And so it seems that nearly everyone has a stake in keeping the waters calm. The dead girls had to go and get themselves murdered, just when the deal’s about to go through? How inconsiderate. Yes, their killer should be found and brought to justice; but that can wait until the big dogs have signed on the dotted line.  Prosperity is just around the corner. A scandal might ruin everything, and Parker refuses to cooperate, insisting on justice for the murdered children. The nerve of him.

Connolly’s signature elements—the malign, solipsistic, endlessly greedy local bourgeoisie; the poignance of Parker’s grief and his communication with his dead family; and the fast paced, complex plot with a zillion characters and some snappy banter are all here in spades. As usual, his writing style is literary, and so this may not be the best choice for someone whose mother tongue is not English.

As always, highly recommended. This is indisputably one of the year’s best. As for me, I’ll be keeping an eagle eye out for the 19th Parker book, because nobody else writes like this.

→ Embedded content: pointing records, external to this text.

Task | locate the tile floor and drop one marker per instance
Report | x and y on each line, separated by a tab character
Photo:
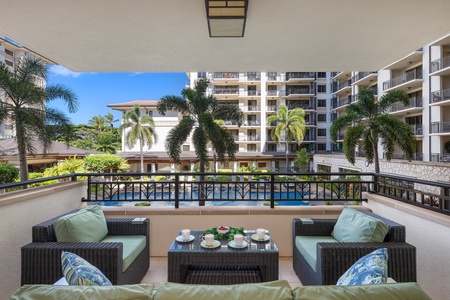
158	271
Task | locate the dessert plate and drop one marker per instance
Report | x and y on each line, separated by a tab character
256	239
182	240
214	245
232	244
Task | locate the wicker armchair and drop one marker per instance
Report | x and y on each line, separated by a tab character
41	259
333	259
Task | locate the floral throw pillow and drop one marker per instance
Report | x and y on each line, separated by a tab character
369	269
78	271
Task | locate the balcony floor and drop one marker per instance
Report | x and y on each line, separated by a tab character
158	271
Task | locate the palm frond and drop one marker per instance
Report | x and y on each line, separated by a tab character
351	140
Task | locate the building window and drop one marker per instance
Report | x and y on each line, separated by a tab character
321	132
321	117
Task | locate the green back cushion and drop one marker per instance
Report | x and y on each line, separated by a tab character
274	290
395	291
132	247
84	292
86	225
354	226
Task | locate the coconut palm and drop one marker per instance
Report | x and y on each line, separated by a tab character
369	122
200	114
291	123
26	106
142	129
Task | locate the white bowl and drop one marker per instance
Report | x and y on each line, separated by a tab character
225	230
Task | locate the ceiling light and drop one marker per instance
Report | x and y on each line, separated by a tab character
226	18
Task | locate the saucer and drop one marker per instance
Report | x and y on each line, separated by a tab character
182	240
214	245
256	239
232	244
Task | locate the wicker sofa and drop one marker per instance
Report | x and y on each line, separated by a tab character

One by One, by Ruth Ware*****

We can’t party this Halloween, but I have the perfect pandemic book for you. Ruth Ware has been called the modern Agatha Christie, and her latest mystery, One by One, is like a modern version of Dame Agatha’s And Then There Were None. There are plenty of differences, naturally, so you won’t be able to figure out the ending. Personally, I think it’s Ware’s best book to date, and when you curl up with it tomorrow, you’ll forget about your usual Halloween activities. Get your bag of treats, the beverage of your choice, and your favorite quilt, and you’re good for the evening.

 Big thanks go to Net Galley and Gallery Books for the review copy. This book is for sale now.

Erin and Danny work for a resort company, running a European ski chalet that caters to small companies and the well-to-do. A start-up company called Snoop schedules a retreat, but no sooner have the loud, entitled Snoopers disembarked and gone skiing, than an immense avalanche thunders down, leaving the vacationers stuck. Nobody can get cell service; everyone is grumpy. And one of them hasn’t come back from the slopes.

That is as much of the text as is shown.